921 So. 2d 753

In re Jane DOE, a minor.

No. 1D05-6144.

District Court of Appeal of Florida, First District.

Feb. 22, 2006.

John B. Carr, Pensacola, for appellant.

*754PER CURIAM.

Appellant, a minor we will refer to by the pseudonym Jane Doe, appeals an order denying her petition for judicial waiver of parental notification of pregnancy. We previously reversed that order by unpublished order, and now write to explain the basis for our decision.
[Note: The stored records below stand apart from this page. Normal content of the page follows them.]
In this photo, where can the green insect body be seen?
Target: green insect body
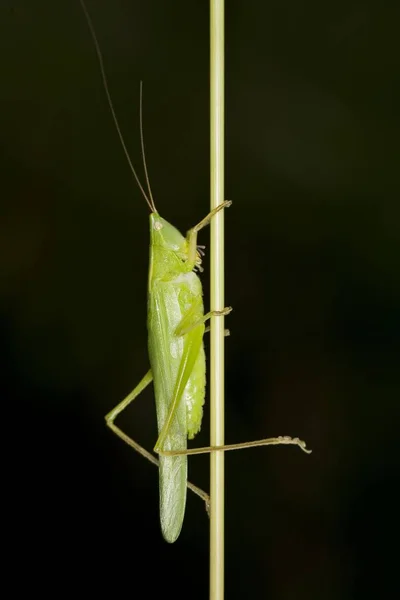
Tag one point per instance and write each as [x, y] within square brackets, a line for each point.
[177, 360]
[175, 340]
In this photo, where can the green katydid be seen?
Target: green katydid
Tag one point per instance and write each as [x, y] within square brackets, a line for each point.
[176, 326]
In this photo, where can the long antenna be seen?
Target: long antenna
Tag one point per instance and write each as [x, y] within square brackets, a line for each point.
[149, 197]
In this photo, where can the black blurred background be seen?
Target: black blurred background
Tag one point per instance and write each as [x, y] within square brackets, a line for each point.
[312, 271]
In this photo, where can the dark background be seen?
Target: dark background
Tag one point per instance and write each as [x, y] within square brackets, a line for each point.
[312, 271]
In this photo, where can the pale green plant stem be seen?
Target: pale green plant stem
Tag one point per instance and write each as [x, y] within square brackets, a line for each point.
[217, 299]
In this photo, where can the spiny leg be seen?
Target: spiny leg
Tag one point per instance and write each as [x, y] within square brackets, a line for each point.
[282, 439]
[192, 233]
[187, 324]
[113, 414]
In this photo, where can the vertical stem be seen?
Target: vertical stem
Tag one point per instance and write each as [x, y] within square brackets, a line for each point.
[217, 299]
The Parental Notice of Abortion Act became effective on June 30, 2005, and is codified at section 390.01114, Florida Statutes.1 The law generally calls for notification of the parents of a minor who seeks termination of her pregnancy by the physician. It also allows for a waiver of parental notice by petitioning the circuit court for such relief. Paragraphs (4)(c) and (d) of the statute establish three grounds for granting a waiver and one, involving child abuse or sexual abuse of the minor by a parent, is inapplicable in this case. Instead, appellant sought a waiver based on section 390.01114(4)(c), which provides in relevant part as follows:

If the court finds, by clear and convincing evidence, that the minor is sufficiently mature to decide whether to terminate her pregnancy, the court shall issue an order authorizing the minor to consent to the performance or inducement of a termination of pregnancy without the notification of a parent or guardian.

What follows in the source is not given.